При входе водрузили большую подставку для гроба, и приглашенные остались, чтобы присутствовать на траурной церемонии. Солнце уже сияло во всем своем блеске. В саду раскрывались еще сохранившие на себе влагу цветы. Через окна внутрь проникали ветви, слегка шевелились по комнатам.
— Милочка, — сказала Луиза девушке, которая рыдала на скамейке, уткнувшись головою в руки, — не надо так убиваться, дорогая.
Она механически потрепала ее по коленям и затем, взглянув на величественное и победоносное небо, небо, которое под зеркалом весны, несмотря на смерть и слезы, вновь смешивало ее с отражениями некой непоколебимой веры, поднялась, чтобы исполнить обязанности хозяйки дома.
Последнее слово
Слова, услышанные в тот день, резали мне слух. На красивейшей улице города я окликнул случайного прохожего.
— Так каков же лозунг?
— Охотно сообщил бы его вам, — ответил он, — да вот как раз сегодня мне его никак толком не расслышать.
— Не беспокойтесь, — сказал я, — я собираюсь найти Софонию.
Он смерил меня недобрым взглядом.
— Не очень-то мне по нраву ваш язык. Вы уверены в своих словах?
— Да нет, — сказал я, пожав плечами, — как я могу быть в них уверенным? Тут неизбежен риск.
По улочке, все еще наполненной отголосками вещания громкоговорителя, я направился к эспланаде. Из подъезда вышла женщина. “Вы не урод, — сказала она, ко мне присмотревшись. — Но сейчас я не могу вас принять — еще бы, в такой-то день!” Эспланада помещалась на самом краю города. Как всегда, солнце заливало ее истинным светом. На куче песка играли детишки, но, стоило им меня завидеть, как они разразились жуткими криками и, чтобы преградить путь, принялись швыряться камнями.
— Можно пройти в библиотеку? — спросил я у привратника, войдя в охраняемое парой бронзовых львов величественное здание.
— Как? — перепугался привратник. — Вы что, будете последним? Поднимайтесь скорее, время не терпит.
Я вошел в большой зал, по стенам которого громоздились пустые полки.
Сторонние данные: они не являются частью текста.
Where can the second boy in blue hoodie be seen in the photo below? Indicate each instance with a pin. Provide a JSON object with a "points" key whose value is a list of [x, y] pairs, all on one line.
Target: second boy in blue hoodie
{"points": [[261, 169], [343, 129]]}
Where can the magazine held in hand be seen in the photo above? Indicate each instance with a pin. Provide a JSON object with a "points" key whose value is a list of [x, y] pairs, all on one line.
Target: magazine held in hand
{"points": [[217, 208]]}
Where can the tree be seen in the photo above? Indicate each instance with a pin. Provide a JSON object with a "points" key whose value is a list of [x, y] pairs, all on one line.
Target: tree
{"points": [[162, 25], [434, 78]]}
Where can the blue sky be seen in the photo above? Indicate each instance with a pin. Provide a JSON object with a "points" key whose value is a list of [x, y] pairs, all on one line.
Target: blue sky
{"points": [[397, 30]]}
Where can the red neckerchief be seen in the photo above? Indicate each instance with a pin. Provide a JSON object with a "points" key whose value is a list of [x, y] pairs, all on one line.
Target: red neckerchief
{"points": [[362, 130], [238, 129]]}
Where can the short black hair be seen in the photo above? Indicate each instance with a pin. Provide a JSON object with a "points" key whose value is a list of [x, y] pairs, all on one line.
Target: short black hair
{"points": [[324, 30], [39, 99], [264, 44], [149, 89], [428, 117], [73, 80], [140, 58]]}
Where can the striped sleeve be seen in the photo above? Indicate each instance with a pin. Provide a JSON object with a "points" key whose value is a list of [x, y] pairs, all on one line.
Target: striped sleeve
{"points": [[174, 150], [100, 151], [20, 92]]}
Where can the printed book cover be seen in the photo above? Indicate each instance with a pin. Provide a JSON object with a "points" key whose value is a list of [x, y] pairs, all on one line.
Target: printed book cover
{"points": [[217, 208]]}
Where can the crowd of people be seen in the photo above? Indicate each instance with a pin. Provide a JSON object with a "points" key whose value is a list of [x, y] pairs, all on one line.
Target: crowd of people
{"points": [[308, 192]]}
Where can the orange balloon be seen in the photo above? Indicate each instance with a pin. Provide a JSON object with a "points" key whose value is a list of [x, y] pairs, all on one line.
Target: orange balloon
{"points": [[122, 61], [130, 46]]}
— Я припоздал, — обратился я к сухощавому человечку, расхаживающему там взад и вперед. — Что мне делать?
— Замолчите, — сурово ответил он. — Это час одиночества. — И, впихнув меня в какую-то каморку, тщательно запер за мной дверь.
Решив, что я один, я хотел было взять со стола оставленную словно бы для меня открытую книгу, но какая-то старуха, лежавшая в углу на одеялах, подняла крик.
— Я вас не заметил, — объяснил я. — Вам досаждает мое присутствие?
— Вовсе нет, просто в моем возрасте я не привыкла к посещениям.
Я уселся рядом с ней и, закрыв глаза, завел обычные приветствия: “Я вас не знал. Тщетно пытался я приблизиться к вашему лицу. В постыдных глубинах преследовал образ всего прекрасного в вас. Я звал вас, и имя ваше оказывалось отголоском самых низменных моих мыслей. Дни стыда. Теперь уже слишком поздно. Я перед вами и являю собой зрелище своих ошибок”.